Casi de inmediato, comenzaron a alzarse gritos de sorpresa por todas partes. Satisfecho, Alec se abalanzó hacia la ventana, tropezó con el escabel caído y cayó de bruces sobre el suelo.

—¿Sois vos, Maese Alben? —dijo una voz temblorosa desde el otro lado de la puerta de la tienda.

—¡Maldita sea, Durnik! —gritó Alben, enfurecido, desde el piso de arriba—. ¡En el nombre de la Zorra de Bilairy! ¿Qué demonios estás haciendo ahí abajo?

Alec se puso en pie con dificultades y descubrió un par de huesudos tobillos en lo alto de las escaleras. Se arrojó hacia la ventana y cayó en los brazos de Micum.

—¡Bien hecho! —rió Micum entre dientes. Mientras el muchacho volvía a calzarse apresuradamente las botas, colocó uno de los cascos sobre su cabeza. Juntos, se alejaron a toda prisa por el callejón, mientras Myrhini marchaba en dirección contraria para asegurarse el apoyo de los hombres de Tyrin.

Micum y Alec se detuvieron en la boca del callejón. Alben estaba insultando a su confuso aprendiz. Los postigos de la ventana se abrieron un momento y entonces volvieron a cerrarse con fuerza. Un momento después, pudieron escuchar a los soldados aporreando la puerta principal de la tienda.

La ventana del callejón se abrió de nuevo y, esta vez, una figura desgarbada vestida con un largo camisón apareció trepando por ella.

—¡Sangre del infierno! —exclamó Micum, iracundo—. No me digas que todos los malditos casacas azules están en la puerta principal.

La calle que discurría detrás del edificio no parecía estar custodiada.

—¡Rápido, desenvaina la espada! —susurró Alec mientras hacía lo propio. Su mano izquierda encontró la piedra de luz que había guardado en el bolsillo y la sostuvo sobre sus cabezas, confiando en que las alas de sus yelmos ocultarían sus rostros de la vista.

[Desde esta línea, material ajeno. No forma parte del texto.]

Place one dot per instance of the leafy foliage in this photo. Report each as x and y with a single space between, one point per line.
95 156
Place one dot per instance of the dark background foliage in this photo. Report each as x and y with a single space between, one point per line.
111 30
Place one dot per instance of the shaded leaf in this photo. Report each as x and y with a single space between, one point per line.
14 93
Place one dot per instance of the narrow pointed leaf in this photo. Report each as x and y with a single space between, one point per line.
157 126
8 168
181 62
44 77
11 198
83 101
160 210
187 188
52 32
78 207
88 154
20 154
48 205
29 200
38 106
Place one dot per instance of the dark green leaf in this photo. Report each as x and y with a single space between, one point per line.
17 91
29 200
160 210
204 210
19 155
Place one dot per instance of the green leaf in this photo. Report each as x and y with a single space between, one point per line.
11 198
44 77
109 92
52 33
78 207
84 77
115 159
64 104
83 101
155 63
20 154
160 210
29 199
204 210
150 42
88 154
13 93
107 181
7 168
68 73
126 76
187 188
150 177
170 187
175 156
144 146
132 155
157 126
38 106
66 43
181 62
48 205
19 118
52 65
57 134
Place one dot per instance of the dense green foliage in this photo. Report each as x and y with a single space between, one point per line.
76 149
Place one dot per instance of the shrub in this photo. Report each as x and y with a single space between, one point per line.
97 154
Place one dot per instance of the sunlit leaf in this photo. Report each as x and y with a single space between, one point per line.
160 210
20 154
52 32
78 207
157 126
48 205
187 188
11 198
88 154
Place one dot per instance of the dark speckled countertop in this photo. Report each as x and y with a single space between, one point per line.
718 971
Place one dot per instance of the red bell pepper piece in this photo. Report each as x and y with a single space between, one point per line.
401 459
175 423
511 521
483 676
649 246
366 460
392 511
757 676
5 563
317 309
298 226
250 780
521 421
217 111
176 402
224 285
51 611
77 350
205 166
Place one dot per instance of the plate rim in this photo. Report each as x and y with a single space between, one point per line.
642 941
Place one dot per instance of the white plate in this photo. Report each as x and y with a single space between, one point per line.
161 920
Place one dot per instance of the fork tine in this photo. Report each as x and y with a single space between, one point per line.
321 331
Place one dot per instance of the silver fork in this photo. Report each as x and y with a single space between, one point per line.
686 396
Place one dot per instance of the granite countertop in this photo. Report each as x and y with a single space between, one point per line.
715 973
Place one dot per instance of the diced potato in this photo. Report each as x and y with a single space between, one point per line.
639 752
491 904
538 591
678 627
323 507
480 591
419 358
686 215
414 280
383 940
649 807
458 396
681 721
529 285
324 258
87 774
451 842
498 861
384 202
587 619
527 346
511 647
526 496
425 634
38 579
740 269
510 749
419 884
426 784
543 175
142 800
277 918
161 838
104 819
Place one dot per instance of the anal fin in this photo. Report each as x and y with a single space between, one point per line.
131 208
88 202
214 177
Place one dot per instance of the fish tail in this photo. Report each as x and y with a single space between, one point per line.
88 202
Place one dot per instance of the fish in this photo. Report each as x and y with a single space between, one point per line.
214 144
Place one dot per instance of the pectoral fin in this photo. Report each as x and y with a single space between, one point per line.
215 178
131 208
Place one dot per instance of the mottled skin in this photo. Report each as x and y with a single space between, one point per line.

—¡Tú, detente donde estás! —gritó con la voz más grave que pudo.

Alben apretó la caja fuerte contra su pecho mientras pestañeaba violentamente bajo la repentina luz. Aterrado al ver espadas y yelmos, dio la vuelta, escapó corriendo por el callejón y cayó en los brazos de algunos de los más emprendedores hombres del capitán Tyrin.

Alec volvió a esconder rápidamente la luz mientras Micum decía en voz alta:

—¡Lo hemos cogido tratando de escapar por la ventana de atrás!

En la confusión que siguió, lograron escabullirse sin dificultades.